“The Lasting Legacy of Lesslie Newbigin”

Bishop Lesslie Newbigin (1909-1998) spent 40 years as a missionary in India; on returning to his native England he spent the rest of his life as a missionary to the West.

In a recent article called “The Lasting Legacy of Lesslie Newbigin”, Michael Goheen summarizes the theology of Newbigin, drawing out his main insights across many books, articles and commentaries.

Reading Goheen’s article reminded me of how deeply impacted my own thinking has been by Newbigin’s thought, especially as found in his books The Gospel in a Pluralist Society, Foolishness to the Greeks:Gospel and Western Culture, and Proper Confidence: Faith, Doubt and Certainty in Christian Discipleship. I remember first reading The Gospel in a Pluralist Society while studying toward my Master’s degree. It stuck me as I read that Newbigin had articulated and given sense to many of my own inarticulate intuitions about the gospel and culture. If I am honest, I was a little annoyed with him: he’d written the book I always wanted to write, but much better than I could have ever done it.

Goheen summarises Newbigin’s thinking well; his article is worth quoting at length:

According to Newbigin, the public truth of the gospel has been reduced to a personal message about the otherworldly future of the individual person. He believed, however, that the gospel is a message about the goal of cosmic history. In the death of Jesus God dealt with the evil of the whole world, and in his resurrection the renewing power of a renewed creation broke into history. This restored creation will one-day fill the whole earth and all of history will culminate in the kingdom of God. If this is true, Newbigin argues, the Gospel is not a private message. It is news about the goal of universal history, the cosmic completion of God’s purpose to restore his original creational intentions for the whole creation and all of human life.

Consequently the “Bible tells a story that is the story, the story of which our human life is a part,” says Newbigin, and it is possible for us to know this true story because in Jesus God has decisively and finally revealed and accomplished where the history of the world and humankind is going. And so it is only this story that can give true meaning to the full spectrum of human life today.

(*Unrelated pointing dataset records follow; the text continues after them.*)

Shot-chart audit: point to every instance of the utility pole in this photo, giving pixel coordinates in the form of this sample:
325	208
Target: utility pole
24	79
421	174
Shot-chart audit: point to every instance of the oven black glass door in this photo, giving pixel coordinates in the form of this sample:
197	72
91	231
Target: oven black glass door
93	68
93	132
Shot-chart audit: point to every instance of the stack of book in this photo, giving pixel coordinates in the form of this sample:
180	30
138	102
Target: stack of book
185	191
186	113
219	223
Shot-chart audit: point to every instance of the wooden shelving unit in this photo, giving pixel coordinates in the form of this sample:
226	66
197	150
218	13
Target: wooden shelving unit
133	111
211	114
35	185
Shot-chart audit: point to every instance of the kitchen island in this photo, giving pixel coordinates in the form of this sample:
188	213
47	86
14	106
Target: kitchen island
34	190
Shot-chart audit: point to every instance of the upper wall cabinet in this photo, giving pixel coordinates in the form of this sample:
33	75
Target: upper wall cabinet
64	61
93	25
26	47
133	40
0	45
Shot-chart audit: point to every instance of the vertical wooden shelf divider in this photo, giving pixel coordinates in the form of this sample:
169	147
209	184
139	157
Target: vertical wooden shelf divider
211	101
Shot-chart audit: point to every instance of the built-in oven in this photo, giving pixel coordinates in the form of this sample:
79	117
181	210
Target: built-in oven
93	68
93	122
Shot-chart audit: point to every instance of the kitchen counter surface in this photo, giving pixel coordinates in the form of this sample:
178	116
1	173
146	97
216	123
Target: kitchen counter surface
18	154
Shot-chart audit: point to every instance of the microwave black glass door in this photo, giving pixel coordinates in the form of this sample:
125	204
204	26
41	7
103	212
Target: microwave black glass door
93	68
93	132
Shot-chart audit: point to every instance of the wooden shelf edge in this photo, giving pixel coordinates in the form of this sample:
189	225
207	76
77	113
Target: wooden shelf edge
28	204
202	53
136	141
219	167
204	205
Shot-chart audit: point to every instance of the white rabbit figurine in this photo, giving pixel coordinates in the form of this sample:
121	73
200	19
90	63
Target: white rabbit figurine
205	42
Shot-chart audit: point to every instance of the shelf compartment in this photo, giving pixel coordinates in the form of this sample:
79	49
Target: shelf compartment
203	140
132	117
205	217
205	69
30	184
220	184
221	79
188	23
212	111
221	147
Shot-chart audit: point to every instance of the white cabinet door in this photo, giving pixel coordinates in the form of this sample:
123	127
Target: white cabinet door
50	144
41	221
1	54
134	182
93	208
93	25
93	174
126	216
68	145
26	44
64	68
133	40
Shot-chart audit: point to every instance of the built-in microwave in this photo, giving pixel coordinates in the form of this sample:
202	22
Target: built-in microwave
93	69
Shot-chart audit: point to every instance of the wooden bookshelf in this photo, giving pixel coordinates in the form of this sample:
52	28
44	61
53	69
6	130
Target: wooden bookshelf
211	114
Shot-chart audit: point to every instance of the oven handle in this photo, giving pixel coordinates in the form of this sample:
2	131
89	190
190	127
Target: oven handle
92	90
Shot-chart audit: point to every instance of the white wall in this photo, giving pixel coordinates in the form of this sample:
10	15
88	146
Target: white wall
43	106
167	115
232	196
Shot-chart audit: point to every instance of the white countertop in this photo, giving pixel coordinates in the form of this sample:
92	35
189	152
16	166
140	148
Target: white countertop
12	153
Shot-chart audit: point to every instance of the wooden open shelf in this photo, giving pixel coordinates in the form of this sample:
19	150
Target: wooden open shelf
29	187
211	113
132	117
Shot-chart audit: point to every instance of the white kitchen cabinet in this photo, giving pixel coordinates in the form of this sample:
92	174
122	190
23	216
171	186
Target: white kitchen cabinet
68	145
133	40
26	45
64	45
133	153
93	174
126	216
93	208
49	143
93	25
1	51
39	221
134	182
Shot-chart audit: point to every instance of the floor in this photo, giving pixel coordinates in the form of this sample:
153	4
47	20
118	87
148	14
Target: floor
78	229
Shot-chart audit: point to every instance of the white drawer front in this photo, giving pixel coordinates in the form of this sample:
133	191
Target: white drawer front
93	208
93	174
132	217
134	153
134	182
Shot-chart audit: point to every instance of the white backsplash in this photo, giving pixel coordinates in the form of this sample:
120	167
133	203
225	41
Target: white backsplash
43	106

If the gospel is true, if it tells us where all of history is going, then mission must follow; the true goal and meaning of universal history has been revealed and now must be made known. The way Jesus chose to do that was not to write a book, as Mohammed did, but rather to choose a community that would make it known by embodying it in its life, expressing it in its deeds, and announcing it in its words. He commissioned them with these words: “As the Father has sent me, I am sending you” (John 20:21). The church is missional by its very nature—a people charged with embodying the true end of history for the sake of the world.